En RM 890, de Portsmouth à La Rochelle

Je faisais connaissance du RM 890 à l’occasion de ce convoyage de Portsmouth (Grande Bretagne) à La Rochelle, réalisé pour le compte du chantier Fora Marine. J’ai découvert un petit bateau aussi sympathique que son allure le laissait à penser. Les aménagements sont aussi cohérents que lumineux, tandis que dans cette version monoquille et bi-safran les performances sont au rendez-vous (7,5 à 8 noeuds au reaching dans 15-18 noeuds de vent). Un seul point faible à mes yeux, le dessin du cockpit, où en raison d’hiloires un peu basses et d’absence de cale-pieds central j’ai eu du mal à me poser véritablement.

Dans la rue principale de Gosport, à l’heure du breakfast. Encore une petite madeleine de Proust : adolescent, puis étudiant, je faisais régulièrement escale là-bas, à la veille ou au retour d’une de ces courses-croisières du RORC qui composaient mon ordinaire (photo Frédéric Augendre)
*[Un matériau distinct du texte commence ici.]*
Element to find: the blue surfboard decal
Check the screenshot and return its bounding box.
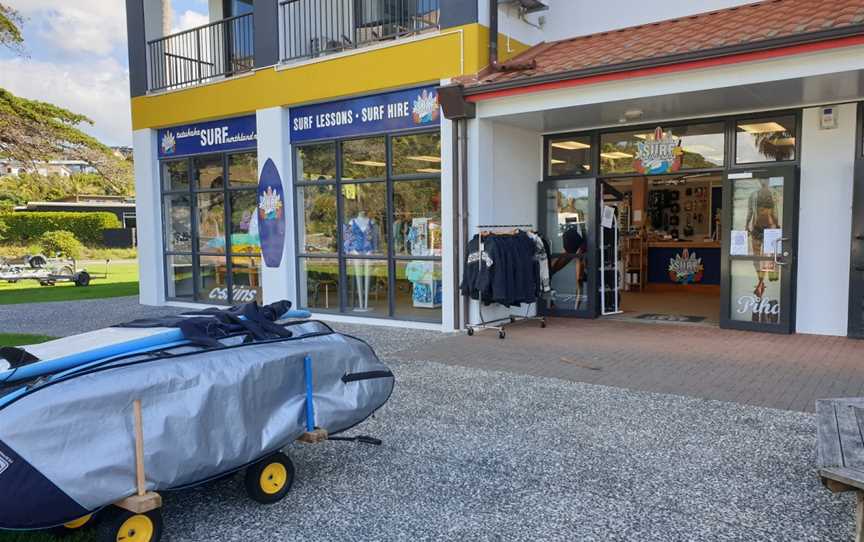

Alors qu’une dorsale s’étendait sur la Manche et le Golfe de Gascogne, cette navigation s’avérait d’un relatif repos (froid de gueux, mais vents portants faibles à modérés). C’était sans compter l’invraisemblable coïncidence de trois rencontres avec des engins de pêche (en service ou non). Les mésaventures ont débuté à mi-chemin de l’Angleterre et des côtes françaises, lorsqu’un orin de pêche s’est pris dans l’hélice. Si près du rail des cargos, et en quasi-absence de vent, il n’y a pas eu d’autre choix que de plonger. C’est le moment où l’on se félicite d’avoir toujours un masque dans son sac de convoyeur … et où l’on se promet à l’avenir d’y ajouter une combinaison néoprène.

Content d’en être venu à bout. Très heureux, aussi, d’avoir fait du moteur : il y avait de l’eau chaude pour la douche (photo Frédéric Augendre)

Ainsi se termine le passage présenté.